Formal research programs have begun. Tangen, Thompson, and McCarthy [23] and Thompson, Tangen, and McCarthy [22], [24] tested the matching accuracy of qualified, court-practicing fingerprint examiners in a signal detection paradigm, and found that experts were exceedingly accurate compared with novices. Experts tended to err on the side of caution by making more errors of the sort that could allow a guilty person to escape detection than errors of the sort that could falsely incriminate an innocent person. A similar experiment, with examiners from the US Federal Bureau of Investigation, produced similar results [25], [26]. An examiner's expertise seems to lie, not in matching prints per se, but in discriminating highly similar but nonmatching prints [22].

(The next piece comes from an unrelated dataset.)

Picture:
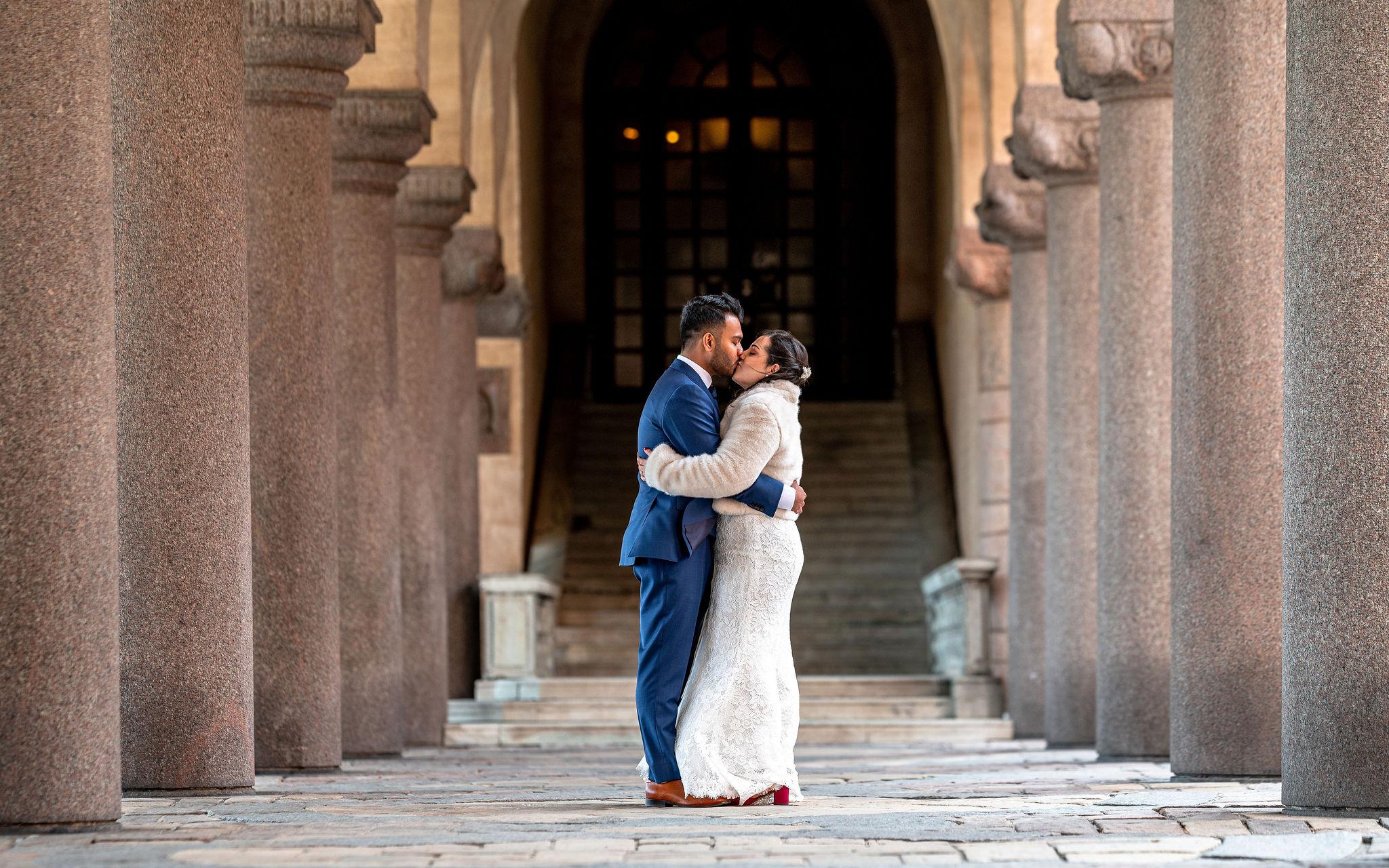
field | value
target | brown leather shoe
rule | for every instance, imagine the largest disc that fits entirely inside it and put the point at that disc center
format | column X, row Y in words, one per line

Several studies show that the judgments of fingerprint examiners can be affected by domain irrelevant information (e.g., about the suspect, police suspicions, and other aspects of the case; [27][29], see [30] for a review]. Busey and Vanderkolk [31] conducted the first experiment aimed at investigating the nature of fingerprint matching expertise, finding behavioral and electrophysiological evidence that experts process prints configurally, and that experts move their eyes differently from novices [32], [33]. Despite these contributions, we still know very little about the performance of experts and the nature of their decision making [34], especially given the history of claimed infallibility [35] and zero error rate for fingerprint comparisons [36]. Our approach to understanding where expertise lies in fingerprint identification specifically, and the nature of expertise generally, is to manipulate the amount of information available to expert and novice participants.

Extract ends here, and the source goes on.